I was surprised at how busy the mountain is…but then I realized that June is early in the summer. That means, all the snow has not yet melted. Most schools are out and the kids are getting in a last few snowboarding runs before it’s too late. The chair lifts weren’t running, so skiers hauled all their gear up the mountain on foot!

We walked from the parking lot up to the lodge and I remembered how much my mother loved this lodge. She had a particular fondness for old Park Service lodges, and I remember her delight here. I remember some of the things she especially liked, such as the mail slot in a log, and the carved stairwell posts. I recalled when we snuck through the guest doors and ran through the hallways exploring anything we could get into, just because she loved it so much. Oh man, I miss my mom.

Entrance to Timberline Lodge

Huge fireplace is the centerpiece of this beautiful lodge.

The chimney disappears into massive timbers.

The lowest level

Generous use of wood and iron is found throughout.

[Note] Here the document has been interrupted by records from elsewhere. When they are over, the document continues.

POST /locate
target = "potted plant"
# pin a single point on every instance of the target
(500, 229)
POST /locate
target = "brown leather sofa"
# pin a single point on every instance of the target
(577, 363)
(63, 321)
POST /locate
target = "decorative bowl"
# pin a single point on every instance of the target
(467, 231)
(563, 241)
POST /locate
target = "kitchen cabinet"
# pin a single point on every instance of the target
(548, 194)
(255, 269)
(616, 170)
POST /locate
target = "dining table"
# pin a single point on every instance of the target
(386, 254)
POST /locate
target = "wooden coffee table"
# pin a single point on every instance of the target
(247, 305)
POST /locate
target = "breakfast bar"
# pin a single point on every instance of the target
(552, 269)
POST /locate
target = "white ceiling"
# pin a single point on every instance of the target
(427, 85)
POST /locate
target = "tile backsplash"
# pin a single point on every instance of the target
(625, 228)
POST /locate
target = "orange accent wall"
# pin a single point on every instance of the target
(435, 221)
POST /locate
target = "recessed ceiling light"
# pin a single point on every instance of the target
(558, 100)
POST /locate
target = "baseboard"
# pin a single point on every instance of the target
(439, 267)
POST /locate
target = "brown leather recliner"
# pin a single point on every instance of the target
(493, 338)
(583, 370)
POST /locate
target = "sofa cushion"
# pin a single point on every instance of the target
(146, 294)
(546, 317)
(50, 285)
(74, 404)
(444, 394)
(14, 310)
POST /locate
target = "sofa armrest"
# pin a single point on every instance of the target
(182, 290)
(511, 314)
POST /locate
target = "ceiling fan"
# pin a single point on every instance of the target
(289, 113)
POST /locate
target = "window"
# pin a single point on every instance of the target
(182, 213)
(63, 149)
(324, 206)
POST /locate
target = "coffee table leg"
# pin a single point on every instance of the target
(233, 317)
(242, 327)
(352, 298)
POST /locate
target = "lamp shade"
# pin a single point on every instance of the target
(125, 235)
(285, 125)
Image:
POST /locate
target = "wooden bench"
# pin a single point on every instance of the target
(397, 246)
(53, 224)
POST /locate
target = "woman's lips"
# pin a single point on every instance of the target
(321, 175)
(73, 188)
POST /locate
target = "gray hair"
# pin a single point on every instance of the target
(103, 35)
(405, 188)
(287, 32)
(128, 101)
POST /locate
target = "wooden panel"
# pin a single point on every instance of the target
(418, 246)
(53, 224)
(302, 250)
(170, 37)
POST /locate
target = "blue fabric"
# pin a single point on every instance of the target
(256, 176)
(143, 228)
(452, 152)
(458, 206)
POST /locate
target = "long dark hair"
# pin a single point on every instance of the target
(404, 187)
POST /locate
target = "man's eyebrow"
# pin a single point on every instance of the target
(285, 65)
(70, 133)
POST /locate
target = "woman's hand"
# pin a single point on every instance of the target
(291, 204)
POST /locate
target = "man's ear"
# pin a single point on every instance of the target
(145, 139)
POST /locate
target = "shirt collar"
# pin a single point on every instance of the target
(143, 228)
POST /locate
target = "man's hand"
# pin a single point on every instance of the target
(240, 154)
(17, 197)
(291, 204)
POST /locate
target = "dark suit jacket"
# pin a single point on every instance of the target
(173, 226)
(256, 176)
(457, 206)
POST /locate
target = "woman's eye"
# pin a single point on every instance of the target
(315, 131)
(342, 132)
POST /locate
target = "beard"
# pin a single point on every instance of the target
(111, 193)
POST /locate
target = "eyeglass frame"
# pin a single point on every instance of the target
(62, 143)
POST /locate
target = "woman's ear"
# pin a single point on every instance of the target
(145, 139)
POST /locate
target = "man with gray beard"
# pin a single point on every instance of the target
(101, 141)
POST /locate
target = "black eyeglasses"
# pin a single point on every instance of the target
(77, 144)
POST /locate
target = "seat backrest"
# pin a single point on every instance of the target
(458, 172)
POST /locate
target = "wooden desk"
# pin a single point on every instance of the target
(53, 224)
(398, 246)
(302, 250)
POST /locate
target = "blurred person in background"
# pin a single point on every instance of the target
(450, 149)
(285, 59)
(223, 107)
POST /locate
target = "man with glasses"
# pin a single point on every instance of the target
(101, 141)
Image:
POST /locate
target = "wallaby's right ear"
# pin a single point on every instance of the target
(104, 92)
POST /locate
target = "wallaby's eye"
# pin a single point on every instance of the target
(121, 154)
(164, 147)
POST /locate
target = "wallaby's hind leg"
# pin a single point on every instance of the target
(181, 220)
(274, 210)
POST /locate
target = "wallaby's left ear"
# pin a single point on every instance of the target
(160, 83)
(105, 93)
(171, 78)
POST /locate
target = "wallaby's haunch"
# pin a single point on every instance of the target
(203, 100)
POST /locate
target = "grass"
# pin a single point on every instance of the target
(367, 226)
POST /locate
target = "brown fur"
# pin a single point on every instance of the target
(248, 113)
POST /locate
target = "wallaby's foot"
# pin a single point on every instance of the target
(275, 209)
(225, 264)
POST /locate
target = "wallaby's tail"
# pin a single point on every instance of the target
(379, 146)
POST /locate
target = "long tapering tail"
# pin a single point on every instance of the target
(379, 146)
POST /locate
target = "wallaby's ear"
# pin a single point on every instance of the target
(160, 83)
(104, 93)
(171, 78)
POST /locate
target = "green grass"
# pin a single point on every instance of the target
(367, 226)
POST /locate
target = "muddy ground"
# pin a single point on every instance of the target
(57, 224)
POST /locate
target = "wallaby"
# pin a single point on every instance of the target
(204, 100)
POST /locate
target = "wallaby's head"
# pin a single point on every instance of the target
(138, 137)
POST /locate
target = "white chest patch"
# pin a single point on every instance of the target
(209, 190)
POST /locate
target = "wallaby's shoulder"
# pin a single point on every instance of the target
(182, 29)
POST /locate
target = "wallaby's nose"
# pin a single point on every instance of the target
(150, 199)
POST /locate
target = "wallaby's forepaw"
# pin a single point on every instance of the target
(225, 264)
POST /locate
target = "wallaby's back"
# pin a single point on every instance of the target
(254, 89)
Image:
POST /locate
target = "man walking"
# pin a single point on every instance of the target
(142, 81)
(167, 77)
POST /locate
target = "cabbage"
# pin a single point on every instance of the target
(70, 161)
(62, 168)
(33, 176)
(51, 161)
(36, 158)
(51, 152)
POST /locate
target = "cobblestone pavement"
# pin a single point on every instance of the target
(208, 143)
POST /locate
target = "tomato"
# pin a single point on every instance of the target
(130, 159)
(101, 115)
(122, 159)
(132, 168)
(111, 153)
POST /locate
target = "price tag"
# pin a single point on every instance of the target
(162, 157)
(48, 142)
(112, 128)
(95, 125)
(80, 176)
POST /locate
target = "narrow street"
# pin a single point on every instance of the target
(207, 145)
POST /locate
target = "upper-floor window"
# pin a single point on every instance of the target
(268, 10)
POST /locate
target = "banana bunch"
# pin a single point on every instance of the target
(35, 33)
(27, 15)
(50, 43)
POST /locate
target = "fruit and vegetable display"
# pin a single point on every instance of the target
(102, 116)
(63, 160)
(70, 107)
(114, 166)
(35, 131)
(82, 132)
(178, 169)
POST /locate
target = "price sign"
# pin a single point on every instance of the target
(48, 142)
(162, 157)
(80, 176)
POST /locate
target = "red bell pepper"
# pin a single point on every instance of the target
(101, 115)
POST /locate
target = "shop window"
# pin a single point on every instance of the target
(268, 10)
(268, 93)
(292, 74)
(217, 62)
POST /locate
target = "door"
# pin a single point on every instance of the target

Timberline Lodge sits at 6000 feet elevation. The average snow depth in season is 21 feet. If you decided to hike from the lodge to the summit, it is 3.6 miles away with an elevation gain of 5000 feet. The Lodge was built in 1937. There are guest rooms and two restaurants, and four levels. The lower level contains several small museum-type displays of bits about the history of Timberline Lodge, with original cast-iron hardware, a replica of the bedroom where President Roosevelt stayed, a replica of what an old rescue center looked like, dedications to the U.S. Forest Service and the Camp Fire Girls (A group similar to Girl Scouts. My mom was in Camp Fire Girls for many years because my Grandmother was the troop leader.) Care has been taken with the choice and display of artwork inside. There is a three-story fireplace. How do they do that?!? In full view everywhere are massive, massive timbers holding the place together.

Happy Birthday Elisia!

We ate lunch at the Rams Head bar and toasted to my friend’s birthday. Then we headed out for some exploration. We followed the main trail that all the snowboarders were taking, to walk to the top of the snow field in order to ski to the bottom. And then do it again. The trail is steep and I was gasping for breath. Luckily there were amazing views so I kept explaining that I needed to stop and take photos for my blog. Wink wink nudge nudge.

Behind the Lodge are many trails that criss-cross up and around the mountain, including a portion of the Pacific Crest Trail.

This chipmunk was a normal size, unlike the one we saw at Mt. St. Helens.

To the South we could see Trillium Lake and Mt. Jefferson behind Timberline Lodge. Mt. Jefferson is 46 miles from the lodge. In this photo you can see people lugging their ski gear up the hill to the top of the snow field. You can also see the snow field with teeny tiny snowboarders going down to the parking lot.

Up close and personal with Mt. Hood

I played in the snow on the way back down.

It was warm up there – in the 60s. I had a sweater but didn’t wear it. I also tore off my long-sleeved t-shirt and just wore a summer top. I wondered how warm the skiers were in their coats and boots and backpacks. We passed one man on the trail heading up who turned to us and said, “I’ll give you a dollar if you carry this for me.”

When we left the mountain and headed back home, we burrowed beneath clouds and drizzle in no time, and it was a grey cold trip all the way home.